More: As China’s economy reopens, how is the real estate industry coping?

Among China’s leading developers, only the very largest, China Evergrande, managed to avoid a drop in sales volume during the first quarter—and this rare piece of good news came at a heavy price. On February 18, the firm launched a countrywide campaign offering discounts on homes of up to 25 percent until the end of the month and 22 percent throughout March, via a newly launched mobile app. Some deposits were suddenly made refundable. “[Our] online marketing campaign established good momentum,” stated China Evergrande Group Chairman Hui Kayan in a note to investors in early March.

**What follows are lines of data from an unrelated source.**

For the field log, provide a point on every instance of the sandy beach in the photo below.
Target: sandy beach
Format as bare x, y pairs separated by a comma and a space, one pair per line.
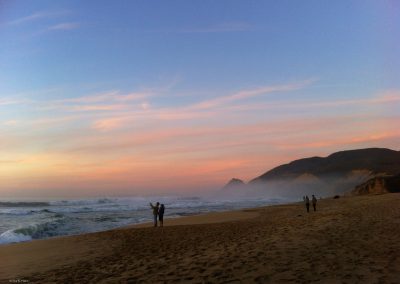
348, 240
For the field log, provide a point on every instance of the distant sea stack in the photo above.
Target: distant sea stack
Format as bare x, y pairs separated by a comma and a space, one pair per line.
378, 185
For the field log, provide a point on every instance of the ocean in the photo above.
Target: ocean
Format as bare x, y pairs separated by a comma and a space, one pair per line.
28, 220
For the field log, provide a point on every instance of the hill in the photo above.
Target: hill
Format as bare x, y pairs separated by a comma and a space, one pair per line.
337, 173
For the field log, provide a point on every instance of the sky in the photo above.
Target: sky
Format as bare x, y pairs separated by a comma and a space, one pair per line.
120, 98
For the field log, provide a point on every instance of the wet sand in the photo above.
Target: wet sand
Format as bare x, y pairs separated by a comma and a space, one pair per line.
348, 240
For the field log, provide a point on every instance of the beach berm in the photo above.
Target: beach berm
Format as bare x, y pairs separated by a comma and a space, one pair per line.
348, 240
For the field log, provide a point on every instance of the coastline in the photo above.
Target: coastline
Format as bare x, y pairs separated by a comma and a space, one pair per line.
347, 239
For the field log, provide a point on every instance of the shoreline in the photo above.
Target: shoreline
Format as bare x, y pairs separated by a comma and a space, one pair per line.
346, 240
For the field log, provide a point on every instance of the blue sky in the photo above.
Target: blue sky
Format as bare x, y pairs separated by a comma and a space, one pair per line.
297, 60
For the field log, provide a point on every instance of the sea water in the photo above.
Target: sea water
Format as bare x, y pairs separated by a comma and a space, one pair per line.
27, 220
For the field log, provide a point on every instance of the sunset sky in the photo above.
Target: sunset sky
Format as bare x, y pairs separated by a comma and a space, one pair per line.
157, 97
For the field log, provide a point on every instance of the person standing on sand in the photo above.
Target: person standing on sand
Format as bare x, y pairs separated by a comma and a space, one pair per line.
314, 200
155, 212
307, 201
161, 215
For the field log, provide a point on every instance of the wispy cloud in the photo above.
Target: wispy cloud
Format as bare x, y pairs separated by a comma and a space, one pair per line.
253, 93
64, 26
219, 28
36, 16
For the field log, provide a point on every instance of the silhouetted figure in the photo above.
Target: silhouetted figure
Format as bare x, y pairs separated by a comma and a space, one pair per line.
155, 212
161, 215
307, 201
314, 200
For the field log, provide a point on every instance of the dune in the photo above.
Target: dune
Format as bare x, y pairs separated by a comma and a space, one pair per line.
348, 240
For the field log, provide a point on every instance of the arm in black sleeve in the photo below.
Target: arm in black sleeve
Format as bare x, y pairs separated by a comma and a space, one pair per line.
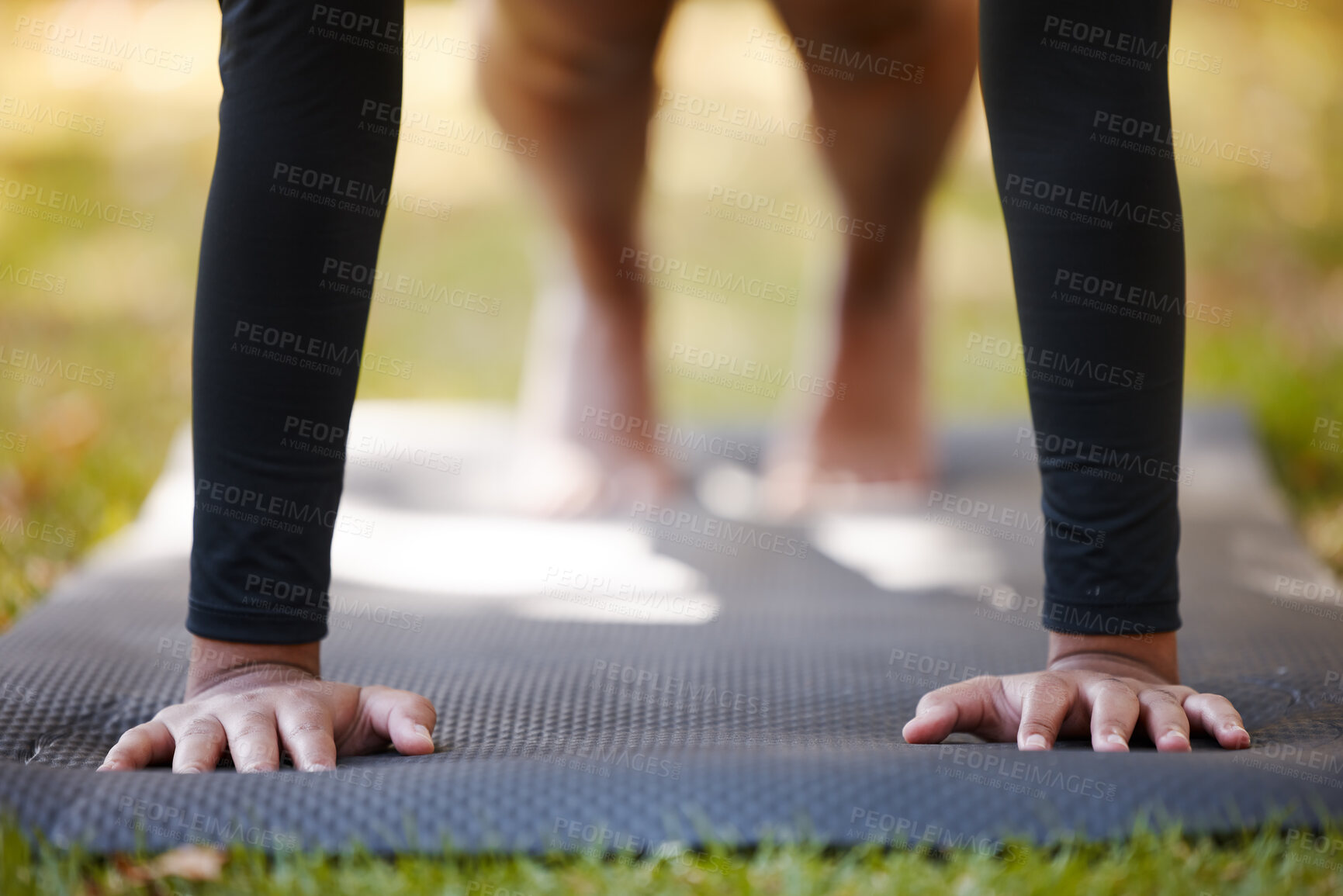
301, 185
1078, 117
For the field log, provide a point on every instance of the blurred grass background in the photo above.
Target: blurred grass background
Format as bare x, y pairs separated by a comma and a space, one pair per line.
1267, 244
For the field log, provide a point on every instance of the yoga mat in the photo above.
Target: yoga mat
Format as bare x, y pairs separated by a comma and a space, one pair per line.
659, 677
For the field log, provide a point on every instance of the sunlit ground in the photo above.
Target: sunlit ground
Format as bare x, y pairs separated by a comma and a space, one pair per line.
1265, 244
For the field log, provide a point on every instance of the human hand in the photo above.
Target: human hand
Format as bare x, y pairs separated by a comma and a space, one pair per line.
1100, 684
255, 699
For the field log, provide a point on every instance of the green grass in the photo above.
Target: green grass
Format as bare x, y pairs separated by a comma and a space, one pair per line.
1147, 863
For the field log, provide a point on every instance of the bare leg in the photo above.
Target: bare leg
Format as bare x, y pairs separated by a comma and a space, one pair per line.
576, 75
891, 135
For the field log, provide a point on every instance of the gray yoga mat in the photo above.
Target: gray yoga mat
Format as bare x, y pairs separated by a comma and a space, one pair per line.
659, 679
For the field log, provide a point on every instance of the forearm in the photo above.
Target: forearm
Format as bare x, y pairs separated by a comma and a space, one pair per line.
289, 249
214, 662
1118, 653
1096, 242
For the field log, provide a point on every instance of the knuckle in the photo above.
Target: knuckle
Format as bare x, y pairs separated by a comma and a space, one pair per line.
305, 727
199, 727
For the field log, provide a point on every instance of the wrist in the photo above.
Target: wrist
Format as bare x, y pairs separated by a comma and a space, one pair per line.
215, 661
1155, 653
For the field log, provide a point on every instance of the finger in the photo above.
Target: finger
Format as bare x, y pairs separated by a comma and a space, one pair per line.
200, 742
251, 740
147, 745
306, 732
1047, 701
967, 705
1113, 708
400, 716
1214, 715
1165, 721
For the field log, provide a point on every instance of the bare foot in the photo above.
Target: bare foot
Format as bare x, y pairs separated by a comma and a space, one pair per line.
868, 446
587, 417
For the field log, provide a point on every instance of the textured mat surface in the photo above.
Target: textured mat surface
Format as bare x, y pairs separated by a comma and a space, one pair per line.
674, 673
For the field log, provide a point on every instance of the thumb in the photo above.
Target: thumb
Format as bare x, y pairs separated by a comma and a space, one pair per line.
403, 718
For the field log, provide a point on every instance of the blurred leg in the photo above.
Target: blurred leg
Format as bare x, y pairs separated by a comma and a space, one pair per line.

But this bold strategy hints at pricing problems, which now confront the entire housing market in China. New home prices fell in 23 of the country’s 70 largest cities in February, including the tier-1 markets of Guangzhou and Chongqing, and remained stagnant in a further 26 cities. Only 21 major Chinese cities recorded price growth of any kind, according to official data from the central government in Beijing.

The start of a recovery has been swift, at least in terms of sales volumes. Wuhan, the epicentre of the pandemic, came out of lockdown after 76 days on April 8—the last major city to do so. By then, most of the rest of China had already enjoyed weeks of fewer restrictions. In the first half of March, 30 of China’s largest cities recorded nearly 40,000 property transactions, according to Capital Economics—that’s six and a half times the volume seen during the first half of February when New Year’s buyers in any other year would have been out in droves. This sharp uptick in buying activity also meant prices came out of the deep freeze witnessed in January and February, but only just: the 70 largest cities in China recorded combined price growth of 0.13 percent on new homes in March.

After experiencing a once-in-a-century event, the million-dollar question now is: what will the post-coronavirus sales recovery look like?

Usually vibrant, the central districts of the big metropolises in China were largely deserted as the nation shut up shop to deal with the COVID-19 virus. MarkBrandon/Shutterstock

Ratings agency Moody’s was among the first crop of analysts to project the shape of China’s housing rebound, predicting a gradual recovery while warning the pace remained uncertain. Since then, most projections have become increasingly optimistic, albeit cautiously and with numerous caveats. In the middle of April, DBS Group said its tracking of 31 Chinese developers pointed to a “significant recovery” extending into the remainder of the month and beyond. “We expect developer’s presales growth to pick up further and return to normalcy as soon as May,” the bank appends in its research note.

Cautious optimism was helped by the central bank’s decision to cut rates for a second time this year on April 20, reducing by 10 percentage points the all-important five-year loan prime rate used to calculate Chinese mortgages to 4.65 percent.

More: South Korea and China now recognised as real estate investment hotspots

Even so, most data points suggest the post-pandemic “new normal” remains some way off the pace of the old. Overall sales volumes in China were still between 10 to 30 percent below usual levels, James McDonald, head of research at Savills China, tells Property Report. “Figures have definitely recovered on a month-on-month basis but that is from very low volumes in February.”

Lasting damage to the residential market is now unlikely, although job and salary cuts mean house prices are unlikely to rebound significantly. Such will still be the case even if, as predicted, volumes do continue an upward trend through the remainder of 2020, surmises Regina Wang, head of research and consultancy at Knight Frank in Shanghai. “We are not very optimistic for the remainder of this year.”